A tweet from Martin Lewis


Founded in 2019, Hive aimed to be combination of social networks, allowing users to explore interest-based communities, follow and chat with friends, make both text and image-based posts and partake in polls and Q&As. Despite this amalgamation of social media features, the founder wished to avoid a promotion-based feed, favouring a chronological order to the way posts are displayed. This avoids an algorithm heavy platform and negates the opportunity for promotional media being presented to users upon opening the app. With the use of hashtags, former Twitter users have clearly found a good home in Hive, as demonstrated in the platform surpassing 1,000,000 users following Musk’s Twitter takeover.

Hive Social


Mastodon is another example of a smaller site gaining from Twitter’s loss. Having been founded in 2016, the open-source software has seen a spike in active users, seeing an increase of almost 1.7 million users in the past month.
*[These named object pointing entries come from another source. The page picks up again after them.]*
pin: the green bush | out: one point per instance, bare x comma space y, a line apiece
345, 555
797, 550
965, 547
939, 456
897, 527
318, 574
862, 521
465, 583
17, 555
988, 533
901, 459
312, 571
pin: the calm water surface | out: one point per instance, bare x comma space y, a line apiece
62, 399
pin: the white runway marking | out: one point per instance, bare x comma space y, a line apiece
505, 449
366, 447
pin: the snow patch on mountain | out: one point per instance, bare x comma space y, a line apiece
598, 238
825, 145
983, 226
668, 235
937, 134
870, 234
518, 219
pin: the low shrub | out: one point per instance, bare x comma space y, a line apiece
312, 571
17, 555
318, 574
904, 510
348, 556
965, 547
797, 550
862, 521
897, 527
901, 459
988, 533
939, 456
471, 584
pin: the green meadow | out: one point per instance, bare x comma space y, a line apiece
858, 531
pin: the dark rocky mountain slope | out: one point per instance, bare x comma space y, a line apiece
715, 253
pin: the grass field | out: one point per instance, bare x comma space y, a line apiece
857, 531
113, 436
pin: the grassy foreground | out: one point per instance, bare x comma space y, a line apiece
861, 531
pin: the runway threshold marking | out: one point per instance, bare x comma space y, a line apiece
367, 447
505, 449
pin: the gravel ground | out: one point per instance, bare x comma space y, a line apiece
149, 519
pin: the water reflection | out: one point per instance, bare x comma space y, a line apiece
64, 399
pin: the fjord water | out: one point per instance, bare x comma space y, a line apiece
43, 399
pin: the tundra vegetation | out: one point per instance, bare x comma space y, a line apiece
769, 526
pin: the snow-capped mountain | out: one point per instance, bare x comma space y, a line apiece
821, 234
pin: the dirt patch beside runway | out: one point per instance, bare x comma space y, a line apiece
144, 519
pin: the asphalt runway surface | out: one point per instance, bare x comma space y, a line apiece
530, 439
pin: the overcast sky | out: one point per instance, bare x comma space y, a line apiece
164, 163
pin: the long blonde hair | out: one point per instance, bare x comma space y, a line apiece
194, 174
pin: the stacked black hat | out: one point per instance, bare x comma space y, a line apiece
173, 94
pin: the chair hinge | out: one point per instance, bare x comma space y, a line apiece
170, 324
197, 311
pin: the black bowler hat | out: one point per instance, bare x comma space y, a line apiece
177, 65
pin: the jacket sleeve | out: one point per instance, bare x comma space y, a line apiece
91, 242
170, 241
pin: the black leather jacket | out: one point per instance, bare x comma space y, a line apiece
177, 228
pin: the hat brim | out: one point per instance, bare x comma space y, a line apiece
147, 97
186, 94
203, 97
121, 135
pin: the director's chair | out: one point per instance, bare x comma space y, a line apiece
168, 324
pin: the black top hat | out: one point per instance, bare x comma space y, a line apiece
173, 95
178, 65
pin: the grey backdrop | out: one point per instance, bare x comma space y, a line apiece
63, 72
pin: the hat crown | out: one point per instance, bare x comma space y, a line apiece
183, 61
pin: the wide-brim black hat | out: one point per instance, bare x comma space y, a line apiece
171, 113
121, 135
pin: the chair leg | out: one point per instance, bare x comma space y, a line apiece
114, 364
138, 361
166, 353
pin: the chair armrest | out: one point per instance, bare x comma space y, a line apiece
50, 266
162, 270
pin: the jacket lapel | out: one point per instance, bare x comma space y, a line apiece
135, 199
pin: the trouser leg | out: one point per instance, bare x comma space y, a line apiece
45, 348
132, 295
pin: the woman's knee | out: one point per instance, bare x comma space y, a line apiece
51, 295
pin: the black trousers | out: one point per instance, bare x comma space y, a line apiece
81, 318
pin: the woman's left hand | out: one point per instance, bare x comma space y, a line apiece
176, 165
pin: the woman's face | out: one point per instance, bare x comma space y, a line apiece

So, what does Mastodon offer as an alternative for its newfound userbase? Whilst the software uses a similar blogging feature to Twitter, capping off at 500 characters a post, it offers this feature through the medium of servers, offering a decentralised network for users to browse through and tailor to their own interests. The decentralised nature of the software means there isn’t one overarching owner, which could create its own issues. As messages lack encryption, server moderators have access to users’ private messages should they wish to view them. Moreover, the software lacks a verification process, making imitation and troll accounts easier to make and maintain, calling into question whether Mastodon’s recent increase in users will have longevity.

Implications for OSINT

These alternatives don’t offer any anything particularly new to OSINT investigations other than additional sources to explore, highlighting the extent to which covering all bases is increasingly difficult without the use of software tools to assist. This is exacerbated when larger social media monopolies like Twitter begin haemorrhaging users and sources of intelligence become scattered.

At NetWatch our team stays abreast of online developments and always incorporates new and emerging sources of information into our investigations to provide a full intelligence picture.